I live in Ensenada Baja California and i bought a small plant at a organic food festival in San Diego California, I planted it in my small garden and with just watering it when i remember it took off! Amazing considering I dont have a greed thumb. It grew fast and produced alot of leafs with a stong flavor, later it started giving flowers and all of them produced pods that contained from 6 to 8 seeds aprox. Now i have too many seed to know what to do with them. I've only just started to propigate them. I hope it all goes well!


On Mar 24, 2006, RonniePitman wrote:

A good green to grow in Austin, Texas in the winter. My plants have now gone to seed; the tallest are 36 inches high. Bees visit the flowers.


On Apr 27, 2005, PurplePansies from Deal, NJ (Zone 7a) wrote:

Seedling resemble other members of the brassica family with "butt like" leaves..... two round leaves with indents on each outer side.... untill the true leaves emerge..... Arugula get hot and nasty in hot weather.... grow in cool weather.... great for a variety of dishes.... a nice subsitute for watercress...... Let bolt and go to seed so you can save seed for sowing.... will tolerate part shade ...... :)


On Sep 21, 2004, Farmerdill from Augusta, GA (Zone 8a) wrote:

A peppery flavored green used to pick green salads.
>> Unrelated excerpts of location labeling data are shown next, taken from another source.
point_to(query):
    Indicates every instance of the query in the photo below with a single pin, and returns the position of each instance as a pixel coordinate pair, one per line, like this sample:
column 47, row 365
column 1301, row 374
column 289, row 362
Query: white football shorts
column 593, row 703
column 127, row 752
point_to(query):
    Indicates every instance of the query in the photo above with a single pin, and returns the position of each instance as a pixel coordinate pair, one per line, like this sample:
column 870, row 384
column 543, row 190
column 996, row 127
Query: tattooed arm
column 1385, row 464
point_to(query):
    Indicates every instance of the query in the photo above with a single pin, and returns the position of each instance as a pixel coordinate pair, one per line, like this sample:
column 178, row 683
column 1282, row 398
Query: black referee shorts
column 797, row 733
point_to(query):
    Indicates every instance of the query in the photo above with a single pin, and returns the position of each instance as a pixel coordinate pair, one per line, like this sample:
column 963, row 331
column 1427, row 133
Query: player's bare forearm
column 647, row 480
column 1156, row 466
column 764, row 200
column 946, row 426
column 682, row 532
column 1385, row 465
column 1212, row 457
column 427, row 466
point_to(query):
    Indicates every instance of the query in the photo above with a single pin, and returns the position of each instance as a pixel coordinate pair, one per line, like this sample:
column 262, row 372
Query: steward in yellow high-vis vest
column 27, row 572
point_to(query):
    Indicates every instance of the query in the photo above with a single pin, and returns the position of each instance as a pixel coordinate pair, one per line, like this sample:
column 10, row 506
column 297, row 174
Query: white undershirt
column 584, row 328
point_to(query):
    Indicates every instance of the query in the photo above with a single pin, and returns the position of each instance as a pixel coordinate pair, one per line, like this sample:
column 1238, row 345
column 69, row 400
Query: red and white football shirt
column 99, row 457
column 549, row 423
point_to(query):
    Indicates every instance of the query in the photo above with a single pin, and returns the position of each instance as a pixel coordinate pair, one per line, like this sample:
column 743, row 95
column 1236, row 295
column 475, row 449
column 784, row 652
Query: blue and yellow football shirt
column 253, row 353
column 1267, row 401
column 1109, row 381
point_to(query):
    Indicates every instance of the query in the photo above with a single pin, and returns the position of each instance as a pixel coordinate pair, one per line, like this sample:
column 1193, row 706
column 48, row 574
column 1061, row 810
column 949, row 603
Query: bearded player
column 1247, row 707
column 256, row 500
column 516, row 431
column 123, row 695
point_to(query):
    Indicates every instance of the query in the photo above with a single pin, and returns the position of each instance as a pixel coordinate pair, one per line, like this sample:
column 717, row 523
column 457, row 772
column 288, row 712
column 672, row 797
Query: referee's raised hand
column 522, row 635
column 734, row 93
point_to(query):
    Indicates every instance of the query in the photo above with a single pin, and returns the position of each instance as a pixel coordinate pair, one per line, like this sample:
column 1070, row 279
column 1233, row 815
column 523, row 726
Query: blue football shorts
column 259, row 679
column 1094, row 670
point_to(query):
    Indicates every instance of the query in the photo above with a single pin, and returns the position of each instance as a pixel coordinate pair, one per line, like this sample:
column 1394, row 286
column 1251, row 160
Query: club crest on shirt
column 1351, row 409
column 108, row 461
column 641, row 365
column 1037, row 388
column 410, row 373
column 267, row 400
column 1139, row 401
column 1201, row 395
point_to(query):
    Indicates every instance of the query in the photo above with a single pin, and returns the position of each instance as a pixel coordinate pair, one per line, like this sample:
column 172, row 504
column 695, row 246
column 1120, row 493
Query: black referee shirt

Mature leaves can be added to other cooked greens to add zest.


On Apr 3, 2004, vplace wrote:

Grows like "a weed" in Fort Worth, Texas. Lasts through winter and reseeds itself if you let it go. Now if I can just find enough recipes to use it all!


On Oct 24, 2003, Weezingreens from Seward, AK (Zone 3b) wrote:

Arugula has become a favorite among my gardening friends here in Alaska. The nutty taste is always a big hit. Quite good when used in the preparation of Oysters Rockefeller. If left to its own devises, arugula will self-seed here.


On Jun 27, 2003, WaWild1 from Bremerton, WA (Zone 8b) wrote:

Fabulous greens to add spice to salads, soups and stews. It is used in many dishes in Southern Italy. Fantastic on sausage and arugala pizza. Great with all kinds of sausage.

Very easy to grow..has tolerated my very dry and rocky soil. All parts of the plant except the roots are edible. Flowers have a much milder flavor


On Jan 24, 2003, lupinelover from Grove City, OH (Zone 6a) wrote:

Arugula is very popular in mesclun mixes. Seeds quickly sprout and grow.


On Aug 9, 2001, Lilith from Durham,
United Kingdom (Zone 8a) wrote:

This is one of the most popular 'new' greens. Descriptions such as 'hot with a hint of nut' and 'spicy' are used to describe the unique flavor. It adds flavor and texture to salads, and can be added steamed or raw to Italian dishes and pizza.